Middle management, however, is also unhappy with their increase as it is lower than that of the unionised bargaining unit which received 7.5%.

Middle managers have also opened a dispute with Eskom and want to be included in the bargaining unit.

Eskom’s dismal financial situation

These higher salary demands come after Eskom announced the largest ever loss by a state-owned company in South Africa.

Last week Eskom revealed that it made a R20.7-billion loss over the past financial year and amassed net debt of R430.8 billion.

This level of debt will kill the company, and Eskom CFO Calib Cassim said it will need to be reduced to R200 billion to become sustainable.
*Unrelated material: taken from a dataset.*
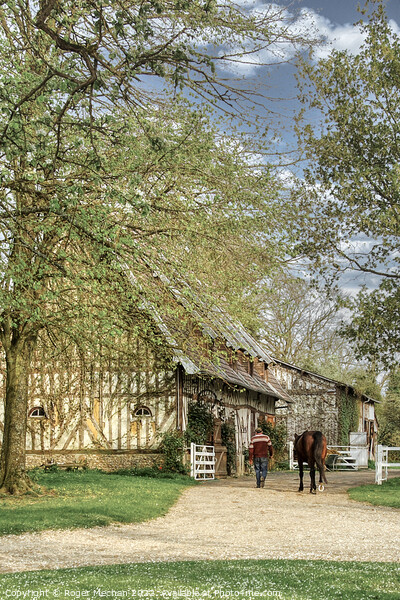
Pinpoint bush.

For this to happen Eskom will need to significantly reduce expenditure, which includes cutting its bloated workforce.

This is unlikely to happen, however, as President Cyril Ramaphosa said Eskom is not allowed to retrench workers.

Eskom’s acting CEO Jabu Mabuza told Radio 702 that they are now looking at other ways to reduce their costs.

“The pain has to be taken by suppliers, customers, shareholders, employees, and management,” he said.

Numerous other problems at Eskom

Apart from Eskom overborrowing to the tune of R440 billion and its rising staff costs, it faces numerous other challenges.

Mabuza said Eskom is selling electricity at 90 cents which costs the company 112 cents to produce.

An additional problem is that many of the municipalities which it sells electricity to do not pay their bills. This amounts to around R40 billion.